Going global is a more attractive opportunity than ever for both big and small companies thanks to technology, but weak translations and a failure to adapt to local markets can really risk a customer’s experience of your brand.
Trading globally is easier than ever before with digital channels and almost non-existent international trading barriers. But for all this,, trading internationally doesn’t come without challenges for a marketing department. Marketing abroad is tricky and a failure to communicate properly is not giving the right impression
When Parker pens launched in Mexico it ran an advert that was supposed to say “it won’t leak in your pocket and embarrass you”. However, the brand’s translation wrongly used the Spanish word ‘embarazar’, which means ‘impregnate’ rather than ‘embarrass’ – ironic, right?
Obviously, check your copy! But things like translating your FAQ pages and other content to take into account cultural differences and consumer behaviours in the local market is a simple way of fitting in.
The online experience
Translation isn’t just about words. It extends to how products are presented on the website. This includes displaying the correct price in the local currency, so that there are no hidden foreign exchange fees.
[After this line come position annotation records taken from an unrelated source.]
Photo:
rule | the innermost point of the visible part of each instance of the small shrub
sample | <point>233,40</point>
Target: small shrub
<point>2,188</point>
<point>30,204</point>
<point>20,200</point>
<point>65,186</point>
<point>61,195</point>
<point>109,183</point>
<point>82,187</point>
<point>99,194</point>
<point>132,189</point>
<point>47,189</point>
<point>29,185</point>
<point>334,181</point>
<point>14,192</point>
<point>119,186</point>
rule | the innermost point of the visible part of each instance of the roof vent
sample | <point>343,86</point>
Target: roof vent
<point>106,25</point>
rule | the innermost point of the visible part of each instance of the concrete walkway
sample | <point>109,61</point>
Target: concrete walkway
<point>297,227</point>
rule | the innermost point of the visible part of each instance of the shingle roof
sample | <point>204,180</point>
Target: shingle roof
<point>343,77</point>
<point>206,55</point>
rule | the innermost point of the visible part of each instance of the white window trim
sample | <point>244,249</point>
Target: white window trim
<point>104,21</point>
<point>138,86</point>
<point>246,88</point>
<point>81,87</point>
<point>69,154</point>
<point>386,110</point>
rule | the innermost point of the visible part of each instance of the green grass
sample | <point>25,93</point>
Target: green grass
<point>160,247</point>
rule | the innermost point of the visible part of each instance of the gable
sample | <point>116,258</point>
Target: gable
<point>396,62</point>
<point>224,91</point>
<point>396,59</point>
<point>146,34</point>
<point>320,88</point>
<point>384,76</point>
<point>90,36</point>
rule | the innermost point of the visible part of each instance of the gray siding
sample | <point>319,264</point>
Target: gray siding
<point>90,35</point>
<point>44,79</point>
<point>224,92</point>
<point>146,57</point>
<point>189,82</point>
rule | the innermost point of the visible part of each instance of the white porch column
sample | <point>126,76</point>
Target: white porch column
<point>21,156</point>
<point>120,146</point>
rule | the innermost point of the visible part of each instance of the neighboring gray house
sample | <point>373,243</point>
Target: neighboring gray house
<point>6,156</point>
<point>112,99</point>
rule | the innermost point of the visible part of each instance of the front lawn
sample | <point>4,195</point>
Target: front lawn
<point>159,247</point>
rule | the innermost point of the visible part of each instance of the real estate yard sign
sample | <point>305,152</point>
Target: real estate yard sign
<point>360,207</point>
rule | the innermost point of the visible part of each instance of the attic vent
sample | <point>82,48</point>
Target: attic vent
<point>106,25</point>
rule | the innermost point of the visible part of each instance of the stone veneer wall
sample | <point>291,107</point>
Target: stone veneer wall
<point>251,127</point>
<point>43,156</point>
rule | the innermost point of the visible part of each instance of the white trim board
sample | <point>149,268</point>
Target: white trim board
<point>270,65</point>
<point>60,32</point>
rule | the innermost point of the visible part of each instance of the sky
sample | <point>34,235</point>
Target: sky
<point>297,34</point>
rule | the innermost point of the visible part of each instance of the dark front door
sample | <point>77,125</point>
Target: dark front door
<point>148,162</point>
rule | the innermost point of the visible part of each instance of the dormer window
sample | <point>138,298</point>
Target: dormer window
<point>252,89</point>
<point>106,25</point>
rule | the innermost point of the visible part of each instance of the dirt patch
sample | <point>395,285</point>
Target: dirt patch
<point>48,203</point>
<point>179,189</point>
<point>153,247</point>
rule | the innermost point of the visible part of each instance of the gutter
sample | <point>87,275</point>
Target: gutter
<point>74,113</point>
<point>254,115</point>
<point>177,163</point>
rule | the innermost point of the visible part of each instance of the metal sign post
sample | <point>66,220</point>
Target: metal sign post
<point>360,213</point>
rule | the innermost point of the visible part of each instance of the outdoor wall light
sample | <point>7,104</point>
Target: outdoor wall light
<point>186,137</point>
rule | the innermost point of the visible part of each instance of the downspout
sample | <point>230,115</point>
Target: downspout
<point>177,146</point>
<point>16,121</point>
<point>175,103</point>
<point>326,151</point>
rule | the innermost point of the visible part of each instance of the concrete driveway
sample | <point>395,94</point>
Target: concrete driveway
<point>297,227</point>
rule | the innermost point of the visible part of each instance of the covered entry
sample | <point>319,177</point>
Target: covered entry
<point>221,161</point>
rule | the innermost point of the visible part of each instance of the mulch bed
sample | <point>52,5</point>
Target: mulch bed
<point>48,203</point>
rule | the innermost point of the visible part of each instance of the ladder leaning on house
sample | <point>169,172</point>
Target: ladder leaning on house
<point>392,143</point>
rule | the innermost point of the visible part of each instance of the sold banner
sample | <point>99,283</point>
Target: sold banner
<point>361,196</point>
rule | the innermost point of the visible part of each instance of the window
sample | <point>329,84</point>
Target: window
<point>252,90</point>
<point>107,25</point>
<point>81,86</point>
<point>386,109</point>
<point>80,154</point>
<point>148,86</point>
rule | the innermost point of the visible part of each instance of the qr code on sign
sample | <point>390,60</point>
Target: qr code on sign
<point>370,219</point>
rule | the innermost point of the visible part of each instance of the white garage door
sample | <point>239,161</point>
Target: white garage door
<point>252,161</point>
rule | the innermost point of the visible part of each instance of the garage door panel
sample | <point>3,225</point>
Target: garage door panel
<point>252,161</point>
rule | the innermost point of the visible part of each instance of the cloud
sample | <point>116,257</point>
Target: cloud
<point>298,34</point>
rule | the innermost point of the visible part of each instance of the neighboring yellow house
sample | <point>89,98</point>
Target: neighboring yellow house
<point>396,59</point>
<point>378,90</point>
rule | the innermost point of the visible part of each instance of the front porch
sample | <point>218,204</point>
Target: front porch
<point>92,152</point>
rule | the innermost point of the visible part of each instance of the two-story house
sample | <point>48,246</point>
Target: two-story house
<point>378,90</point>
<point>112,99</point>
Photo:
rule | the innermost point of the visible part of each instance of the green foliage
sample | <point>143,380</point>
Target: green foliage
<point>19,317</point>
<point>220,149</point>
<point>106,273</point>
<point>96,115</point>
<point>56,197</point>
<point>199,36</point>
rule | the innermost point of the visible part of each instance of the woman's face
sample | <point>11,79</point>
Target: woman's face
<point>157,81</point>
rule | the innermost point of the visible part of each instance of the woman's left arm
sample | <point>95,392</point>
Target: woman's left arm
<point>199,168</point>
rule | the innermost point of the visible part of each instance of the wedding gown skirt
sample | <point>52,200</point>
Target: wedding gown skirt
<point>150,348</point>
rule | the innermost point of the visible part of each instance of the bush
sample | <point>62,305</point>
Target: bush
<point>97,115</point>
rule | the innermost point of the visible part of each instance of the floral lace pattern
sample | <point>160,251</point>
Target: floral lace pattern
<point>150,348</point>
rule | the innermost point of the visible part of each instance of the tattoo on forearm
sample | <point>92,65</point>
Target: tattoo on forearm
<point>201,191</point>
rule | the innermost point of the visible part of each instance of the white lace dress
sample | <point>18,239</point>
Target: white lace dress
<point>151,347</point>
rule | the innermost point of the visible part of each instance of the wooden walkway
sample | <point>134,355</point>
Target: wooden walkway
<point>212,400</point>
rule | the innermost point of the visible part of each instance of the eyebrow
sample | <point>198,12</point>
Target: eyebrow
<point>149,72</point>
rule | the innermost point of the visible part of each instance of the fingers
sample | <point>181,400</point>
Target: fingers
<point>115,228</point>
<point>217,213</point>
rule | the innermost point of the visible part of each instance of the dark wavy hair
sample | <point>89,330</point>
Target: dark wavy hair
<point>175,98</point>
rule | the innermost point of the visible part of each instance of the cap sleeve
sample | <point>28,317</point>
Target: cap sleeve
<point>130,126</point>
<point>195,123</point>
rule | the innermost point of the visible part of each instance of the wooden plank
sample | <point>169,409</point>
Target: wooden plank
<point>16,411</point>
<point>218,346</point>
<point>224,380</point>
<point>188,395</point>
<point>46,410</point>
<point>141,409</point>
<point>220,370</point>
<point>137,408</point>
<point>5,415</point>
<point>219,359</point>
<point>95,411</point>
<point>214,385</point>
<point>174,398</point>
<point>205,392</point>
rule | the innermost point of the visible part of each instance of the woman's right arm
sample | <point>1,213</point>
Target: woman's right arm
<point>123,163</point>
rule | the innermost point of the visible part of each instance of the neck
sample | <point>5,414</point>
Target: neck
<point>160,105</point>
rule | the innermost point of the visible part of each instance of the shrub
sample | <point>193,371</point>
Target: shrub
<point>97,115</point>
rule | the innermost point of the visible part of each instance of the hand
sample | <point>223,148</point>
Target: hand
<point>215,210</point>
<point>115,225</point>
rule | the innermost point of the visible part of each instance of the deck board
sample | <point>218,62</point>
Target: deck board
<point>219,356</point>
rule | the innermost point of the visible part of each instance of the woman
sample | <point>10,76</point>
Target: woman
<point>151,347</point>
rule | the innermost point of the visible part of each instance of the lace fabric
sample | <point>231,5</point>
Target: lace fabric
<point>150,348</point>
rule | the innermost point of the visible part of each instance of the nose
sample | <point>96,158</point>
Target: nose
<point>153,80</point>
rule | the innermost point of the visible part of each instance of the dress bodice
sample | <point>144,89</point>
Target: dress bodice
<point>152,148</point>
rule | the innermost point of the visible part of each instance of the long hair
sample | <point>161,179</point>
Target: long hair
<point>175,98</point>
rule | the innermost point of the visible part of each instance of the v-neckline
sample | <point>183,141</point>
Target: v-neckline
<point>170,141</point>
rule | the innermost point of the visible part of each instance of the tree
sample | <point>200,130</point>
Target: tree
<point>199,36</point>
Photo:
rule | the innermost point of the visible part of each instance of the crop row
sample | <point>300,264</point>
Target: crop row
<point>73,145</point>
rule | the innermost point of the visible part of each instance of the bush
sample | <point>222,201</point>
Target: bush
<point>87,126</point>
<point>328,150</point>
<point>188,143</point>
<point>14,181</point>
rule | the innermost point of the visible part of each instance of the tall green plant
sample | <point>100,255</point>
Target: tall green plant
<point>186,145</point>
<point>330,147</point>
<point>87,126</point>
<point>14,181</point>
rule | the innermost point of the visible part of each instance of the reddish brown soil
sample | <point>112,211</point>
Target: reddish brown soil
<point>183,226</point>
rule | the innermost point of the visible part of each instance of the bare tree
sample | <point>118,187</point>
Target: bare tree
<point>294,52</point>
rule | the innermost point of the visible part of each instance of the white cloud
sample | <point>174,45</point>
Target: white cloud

If you are claiming you care about your audience, literal translations is not enough. Some phrases or slogans could often be seen as inappropriate in some cultures – employ someone with a good understanding of cultural differences and colloquialisms that are relevant to each territory. Similarly, with social media, localisation is important. Even visual assets could be an issue – for example, sexualised imagery is considered inappropriate in many cultures.
Brands are always looking for new ways to tune-up their localisation strategies – they are now turning to technology. Businesses are seeing positive ROI by using geo-targetting tech to localise a website. For example, you’re a clothing store and when rain is forecast over a five-day period in France, geo-targetting technology means that the homepage will present local customers with a rainwear banner.
The power of personalisation is huge in retail with some companies reporting results of a 52% uplift in web conversions. This is brilliant example of how digital is improving the customer experience.
Local market conditions often require marketers to be agile in their approach in order to achieve the right brand execution. It’s a big and tough task.
Meeting the requirements of localisation is a challenge for all international brands but regardless of how it is achieved, marketers must give careful thought to how their brand translates overseas.